Rio de Janeiro has overcome setbacks and is "ready to welcome the world" to the 2016 Olympics, says the International Olympic Committee.
Nawal El Moutawakel, who heads the IOC group monitoring the preparations, has made her final visit to Brazil after travelling there regularly since 2009.
There have been fears over Rio's readiness because of building delays, the Zika virus and political crises.
But El Moutawakel said the Olympic venues are "ready for action".
Economic problems have seen initial plans scaled back and concerns over unfinished building work were still being expressed last month.
Meanwhile, a coastal cycleway built for the event collapsed in April.
There was concern over the water quality at the Guanabara Bay sailing venue after tests revealed high levels of bacteria and viruses, and two sailors claimed to have contracted infections from the water.
New pipes have since been installed, and the IOC said water quality levels are "much improved".
In a statement the IOC said "the velodrome and equestrian venues, which were being monitored closely by the organisers, are also in the final stage of preparation, and will be ready for the Games."
The organisation said that 44 test events had been staged at various venues.
And despite police protests in June over safety and pay, the IOC said there will be a combined security force of 85,000 people "guaranteeing the security of the Olympic Village, the sports venues and key infrastructure".
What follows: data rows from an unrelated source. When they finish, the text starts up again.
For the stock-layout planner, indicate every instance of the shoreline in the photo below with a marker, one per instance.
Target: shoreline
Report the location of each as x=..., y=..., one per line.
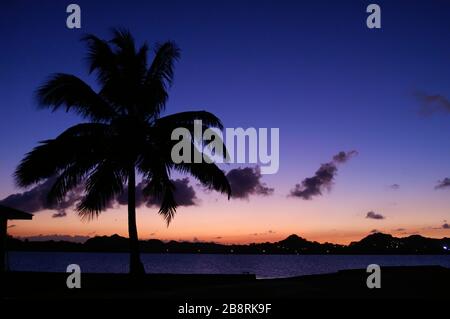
x=429, y=282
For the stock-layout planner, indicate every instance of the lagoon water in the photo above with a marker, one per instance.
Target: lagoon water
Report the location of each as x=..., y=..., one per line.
x=264, y=266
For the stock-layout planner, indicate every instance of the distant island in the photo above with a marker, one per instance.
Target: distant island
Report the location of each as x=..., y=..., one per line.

Concerns over the Zika virus, which has been linked to defects in newborn babies, have also blighted preparations.
The American golfer Jordan Spieth has become the latest high-profile player to pull out of the Olympics citing health fears.
The World Health Organisation (WHO) has said that there should be "no general restrictions on travel and trade with countries, areas and/or territories with Zika virus transmission," including the areas that will host the Olympics.
"The Games will take place during the winter months of August and September, when the drier, cooler climate greatly reduces the presence of mosquitoes and therefore the risk of infection," the IOC added.